Modus operandi da quadrilha
A organização criminosa atuava através de um esquema sofisticado que envolvia:
- Abertura de contas bancárias com empresas fictícias utilizando "laranjas" (pessoas que emprestavam seus nomes por valores ínfimos, como R$ 150 a R$ 200)
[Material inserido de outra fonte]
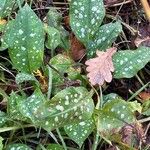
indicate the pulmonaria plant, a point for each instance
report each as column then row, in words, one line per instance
column 71, row 108
column 100, row 68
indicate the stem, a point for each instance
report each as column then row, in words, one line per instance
column 99, row 105
column 139, row 91
column 49, row 83
column 61, row 138
column 15, row 128
column 146, row 8
column 139, row 80
column 144, row 120
column 19, row 4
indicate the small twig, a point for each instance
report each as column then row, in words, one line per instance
column 146, row 8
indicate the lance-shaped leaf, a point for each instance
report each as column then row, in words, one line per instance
column 12, row 107
column 1, row 143
column 6, row 7
column 71, row 105
column 54, row 19
column 53, row 38
column 104, row 38
column 22, row 77
column 65, row 65
column 86, row 17
column 115, row 114
column 54, row 147
column 3, row 118
column 80, row 131
column 18, row 146
column 127, row 63
column 33, row 107
column 68, row 106
column 26, row 45
column 100, row 68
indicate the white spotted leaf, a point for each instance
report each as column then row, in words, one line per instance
column 12, row 107
column 6, row 7
column 68, row 106
column 54, row 147
column 127, row 63
column 53, row 38
column 54, row 19
column 104, row 38
column 26, row 43
column 71, row 105
column 1, row 143
column 3, row 118
column 86, row 17
column 18, row 146
column 80, row 131
column 64, row 64
column 22, row 77
column 115, row 114
column 33, row 107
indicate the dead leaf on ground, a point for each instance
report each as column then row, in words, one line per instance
column 100, row 68
column 77, row 48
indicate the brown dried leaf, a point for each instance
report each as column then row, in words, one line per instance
column 100, row 68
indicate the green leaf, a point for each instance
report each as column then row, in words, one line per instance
column 31, row 107
column 115, row 114
column 54, row 19
column 80, row 131
column 22, row 77
column 18, row 147
column 12, row 107
column 54, row 147
column 104, row 38
column 1, row 143
column 53, row 38
column 127, row 63
column 71, row 105
column 146, row 108
column 68, row 106
column 26, row 42
column 6, row 7
column 64, row 65
column 3, row 118
column 86, row 17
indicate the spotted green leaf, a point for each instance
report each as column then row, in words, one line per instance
column 6, row 7
column 18, row 147
column 3, row 118
column 146, row 108
column 54, row 147
column 53, row 38
column 115, row 114
column 127, row 63
column 86, row 17
column 54, row 19
column 12, row 107
column 103, row 38
column 68, row 106
column 80, row 131
column 65, row 65
column 26, row 42
column 71, row 105
column 22, row 77
column 1, row 143
column 29, row 107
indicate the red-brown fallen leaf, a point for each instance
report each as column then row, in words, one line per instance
column 100, row 68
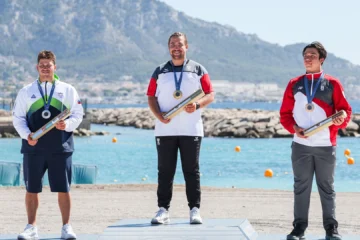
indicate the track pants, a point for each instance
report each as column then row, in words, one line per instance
column 167, row 148
column 305, row 162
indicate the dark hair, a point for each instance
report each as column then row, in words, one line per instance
column 177, row 34
column 319, row 47
column 45, row 54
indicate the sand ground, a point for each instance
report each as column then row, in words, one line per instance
column 97, row 206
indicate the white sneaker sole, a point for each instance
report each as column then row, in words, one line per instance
column 166, row 221
column 196, row 221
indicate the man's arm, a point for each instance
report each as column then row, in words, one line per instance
column 340, row 103
column 77, row 112
column 19, row 115
column 286, row 110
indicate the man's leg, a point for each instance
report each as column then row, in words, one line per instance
column 189, row 152
column 32, row 204
column 34, row 167
column 303, row 168
column 325, row 161
column 64, row 200
column 167, row 149
column 60, row 173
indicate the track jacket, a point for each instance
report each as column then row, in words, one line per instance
column 329, row 98
column 27, row 117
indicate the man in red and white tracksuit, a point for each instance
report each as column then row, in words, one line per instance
column 309, row 99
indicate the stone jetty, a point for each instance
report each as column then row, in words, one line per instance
column 238, row 123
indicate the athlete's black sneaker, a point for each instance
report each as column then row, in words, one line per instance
column 332, row 233
column 298, row 233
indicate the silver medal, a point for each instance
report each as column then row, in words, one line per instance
column 46, row 114
column 309, row 107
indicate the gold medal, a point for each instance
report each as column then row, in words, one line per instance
column 309, row 107
column 177, row 94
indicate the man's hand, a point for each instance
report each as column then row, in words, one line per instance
column 299, row 131
column 190, row 108
column 30, row 141
column 161, row 118
column 338, row 120
column 61, row 125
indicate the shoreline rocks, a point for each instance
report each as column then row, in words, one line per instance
column 234, row 123
column 237, row 123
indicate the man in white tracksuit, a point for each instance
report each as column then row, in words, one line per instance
column 36, row 104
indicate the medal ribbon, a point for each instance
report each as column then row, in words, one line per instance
column 178, row 82
column 46, row 103
column 306, row 85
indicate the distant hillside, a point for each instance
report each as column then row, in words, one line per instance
column 112, row 40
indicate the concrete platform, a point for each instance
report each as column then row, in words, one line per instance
column 180, row 229
column 53, row 237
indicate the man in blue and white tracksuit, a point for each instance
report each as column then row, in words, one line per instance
column 36, row 104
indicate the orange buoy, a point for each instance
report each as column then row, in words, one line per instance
column 268, row 173
column 347, row 152
column 351, row 161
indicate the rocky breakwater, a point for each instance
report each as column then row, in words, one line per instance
column 238, row 123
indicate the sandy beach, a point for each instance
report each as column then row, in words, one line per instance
column 97, row 206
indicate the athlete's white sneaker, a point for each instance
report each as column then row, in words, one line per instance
column 67, row 232
column 195, row 217
column 30, row 233
column 161, row 217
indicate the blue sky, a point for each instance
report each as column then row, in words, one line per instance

- Criação de uma pessoa fictícia exclusivamente para servir como laranja
- Cooptação de funcionários de instituições financeiras, incluindo gerentes da Caixa, que inseriam dados falsos nos sistemas bancários
- Conversão dos valores fraudados em bens de luxo e criptoativos para dificultar o rastreamento
Abrangência nacional da operação
A PF cumpriu 43 mandados de busca e apreensão e 21 mandados de prisão preventiva, expedidos pela Justiça Federal de São Paulo. As ações ocorreram em múltiplas cidades:
- São Paulo: Capital, Americana, Limeira, Santa Bárbara d'Oeste, Itapira, Rio Claro e região de Piracicaba (20 mandados de busca e 9 prisões)
- Rio de Janeiro
- Bahia
Entre os presos estão gerentes de bancos e contadores, além de Rafael de Gois, sócio-fundador e CEO do Grupo Fictor, e Luiz Rubini, ex-sócio do mesmo grupo.
Ligação com facção criminosa
As investigações revelaram que Thiago Branco de Azevedo repassava as empresas de fachada criadas por ele para uma facção criminosa de São Paulo, facilitando a lavagem de capitais. O delegado destacou que "ele orquestrava a criação de empresas para possibilitar que pessoas pudessem fazer a lavagem de capitais".
Apreensões e medidas cautelares
Durante as buscas, a PF apreendeu:
- Computadores, documentos e aparelhos celulares em imóvel de luxo no Condomínio Terras do Imperador, em Americana
- Notebook, pen drive e munições calibre .38 e 9mm em Rio Claro
- Dois celulares e três máquinas de cartão de crédito em Limeira
Também foram determinadas medidas cautelares importantes:
- Bloqueio e sequestro de bens imóveis, veículos e ativos financeiros até R$ 47 milhões
- Quebra de sigilo bancário e fiscal de 33 pessoas físicas e 172 pessoas jurídicas
- Rastreamento de ativos financeiros para descapitalizar a organização
Penas severas aos investigados
Os envolvidos poderão responder por múltiplos crimes, incluindo:
- Organização criminosa
- Estelionato qualificado
- Lavagem de dinheiro
- Gestão fraudulenta
- Corrupção ativa e passiva
- Crimes contra o sistema financeiro nacional
As penas somadas podem ultrapassar 50 anos de reclusão, conforme detalhado pela Polícia Federal.
Investigação começou em 2024
A operação teve início no corrente ano, quando foram identificados indícios de um esquema estruturado voltado à obtenção de vantagens ilícitas. A investigação ganhou impulso após compartilhamento de provas com a Justiça Estadual, revelando a extensão da rede criminosa coordenada por Thiago Branco de Azevedo.